第25章 又是他(2/2)
紀松白鬍子都在顫抖,猶豫半天,最後叫道:「有辱斯文!散了,今晚就這樣吧!」
秦政趕緊起身,道:「大家都醉了,都回去吧。」
眾人如蒙大赦,山西客商們早就想溜了,拱拱手就跑;紀鬆氣哼哼的走了,秦政追上去和他耳語什麼;陳子軒和馬湘蘭面色不好看的徑直離去;翁掌柜帶著鄭一官和聶塵,抬了爛醉如泥的鄭莽急急的去尋大夫開點醒酒藥,望海樓的二樓頃刻間就空無一人。

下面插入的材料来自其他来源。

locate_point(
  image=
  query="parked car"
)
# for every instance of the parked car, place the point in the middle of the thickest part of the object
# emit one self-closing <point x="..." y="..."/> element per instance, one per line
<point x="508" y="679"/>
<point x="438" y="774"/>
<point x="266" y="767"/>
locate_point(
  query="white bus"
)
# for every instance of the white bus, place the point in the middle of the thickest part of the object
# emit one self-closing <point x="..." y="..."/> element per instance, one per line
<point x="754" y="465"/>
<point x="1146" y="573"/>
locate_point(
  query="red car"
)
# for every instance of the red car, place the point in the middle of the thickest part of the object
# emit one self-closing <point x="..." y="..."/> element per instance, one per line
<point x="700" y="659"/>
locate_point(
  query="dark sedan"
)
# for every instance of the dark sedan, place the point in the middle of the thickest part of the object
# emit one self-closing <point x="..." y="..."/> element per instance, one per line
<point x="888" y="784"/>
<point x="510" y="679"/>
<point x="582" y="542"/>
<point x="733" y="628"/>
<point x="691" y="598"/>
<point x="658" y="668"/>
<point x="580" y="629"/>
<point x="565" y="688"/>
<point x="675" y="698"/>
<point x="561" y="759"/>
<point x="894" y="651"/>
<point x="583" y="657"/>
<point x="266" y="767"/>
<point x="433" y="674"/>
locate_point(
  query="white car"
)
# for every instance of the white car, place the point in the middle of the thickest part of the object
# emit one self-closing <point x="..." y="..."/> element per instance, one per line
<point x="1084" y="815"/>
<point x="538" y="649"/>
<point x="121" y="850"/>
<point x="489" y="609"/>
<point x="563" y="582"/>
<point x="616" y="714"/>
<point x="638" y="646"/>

幾伙人各走各的或坐轎,或騎馬,或步行,消失在香山縣的夜幕中。
從十字街往東,是縣城裡唯一的一所驛館,本是官面人物來往住宿的地方,陳子軒不知使了什麼法門,住了進去。
他獨坐在馬車上,面無表情的不言不語,馬湘蘭和侍女坐的另一輛馬車,免去了逢場作戲般的強做笑臉。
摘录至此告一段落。